Em 1943, esses direitos foram reunidos na Consolidação das Leis do Trabalho (CLT). Distribua a fonte e leia com a turma:
"Art. 1º — Esta Consolidação estabelece as normas que regulam as relações individuais e coletivas de trabalho. [...]" (Consolidação das Leis do Trabalho — CLT, 1943.)
Em seguida, apresente uma fala típica de Vargas dirigida aos trabalhadores:
"Trabalhadores do Brasil! [...] Tudo quanto fiz e tudo quanto ainda hei de fazer é inspirado no desejo de melhorar as vossas condições de vida e de trabalho." (Trecho de discurso de Getúlio Vargas, baseado em seus pronunciamentos do 1º de Maio.)
Promova a análise crítica com perguntas: "Por que essas leis também eram úteis para o próprio Vargas?" Conduza a turma a perceber a relação de troca do trabalhismo: o Estado concedia direitos e, em troca, ganhava a lealdade política dos trabalhadores. Ressalte ainda que muitos desses direitos foram conquistas históricas reivindicadas pelo movimento operário, mas foram apresentados como doações generosas do governante — o que reforçava sua imagem.
4. Fechamento (10 min)
Mostre a imagem da propaganda do Estado Novo e explique seu outro lado: a partir de 1937, Vargas governou em uma ditadura, com o Congresso fechado, partidos extintos, censura à imprensa (controlada pelo Departamento de Imprensa e Propaganda, o DIP) e perseguição a opositores. O mesmo governo que ampliava direitos trabalhistas suprimia direitos políticos.
Proponha uma síntese coletiva no caderno, completando o quadro:
| O que Vargas concedia | O que Vargas retirava |
|---|---|
| (direitos trabalhistas, sociais) | (liberdade política, de imprensa) |
Encerre retomando a pergunta da abertura: o "pai dos pobres" era também o líder de um regime autoritário. Reforce a ideia-chave: o populismo trabalhista combinava conquistas sociais reais com controle político, e é essa ambiguidade que torna a Era Vargas um período tão debatido na história do Brasil.
Atividade para casa
Peça que cada aluno produza um pequeno texto dissertativo de 12 a 15 linhas respondendo à pergunta: "Por que Getúlio Vargas pode ser visto, ao mesmo tempo, como benfeitor dos trabalhadores e como líder autoritário?" O aluno deve usar pelo menos dois exemplos concretos estudados em aula (um de direito concedido e um de medida autoritária) para sustentar seu ponto de vista.

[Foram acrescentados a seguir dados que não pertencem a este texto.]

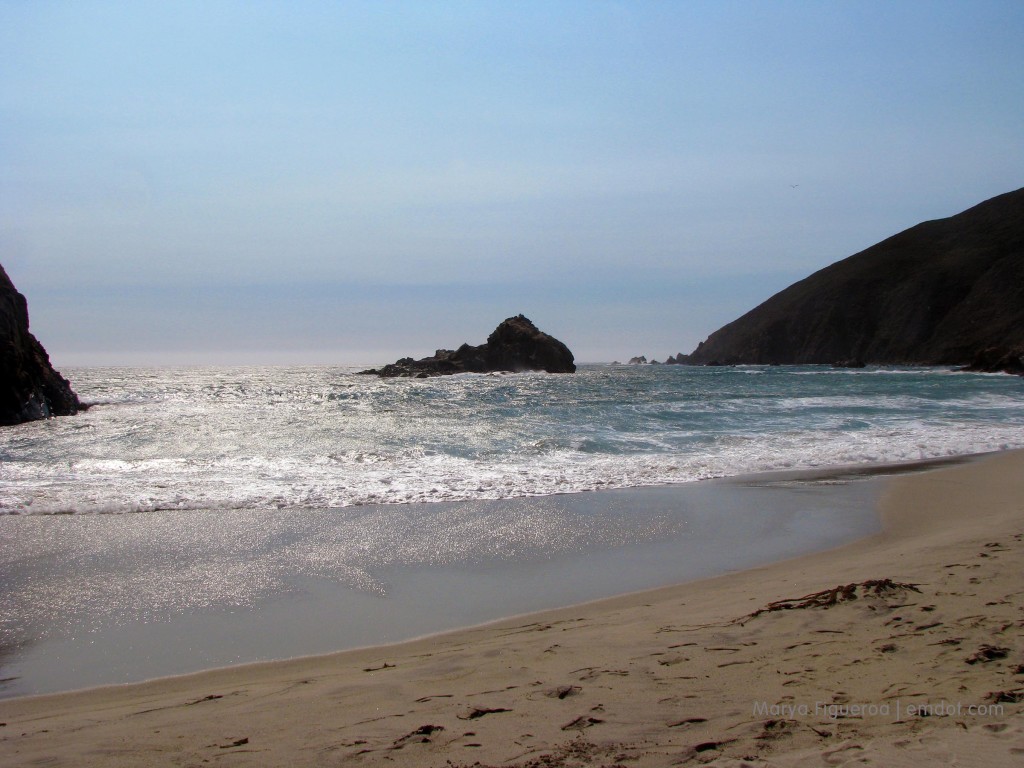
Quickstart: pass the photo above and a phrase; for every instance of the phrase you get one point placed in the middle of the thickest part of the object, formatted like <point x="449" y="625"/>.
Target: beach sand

Sugestões para o professor
- Evite reduzir a Era Vargas a "bom" ou "ruim". O objetivo da habilidade é justamente problematizar a ambiguidade entre direitos sociais e autoritarismo.
- Caso a turma tenha familiaridade com o tema, vale mencionar que muitos direitos trabalhistas eram antigas reivindicações operárias, desmontando a ideia de pura "doação" do governo — um ótimo exercício de análise crítica das fontes.
- Se houver recurso de áudio, ouvir um curto trecho de discurso de Vargas pelo rádio ajuda os alunos a perceberem o uso dos meios de comunicação na construção do populismo.
- O tema conecta-se diretamente ao presente: a CLT e a Justiça do Trabalho seguem vigentes. Uma boa ponte é perguntar quais desses direitos os alunos reconhecem na vida de seus familiares trabalhadores.
- Para aprofundar, sugira a pesquisa sobre o fim do Estado Novo em 1945 e o posterior retorno de Vargas à presidência pelo voto em 1951, antecipando conteúdos futuros.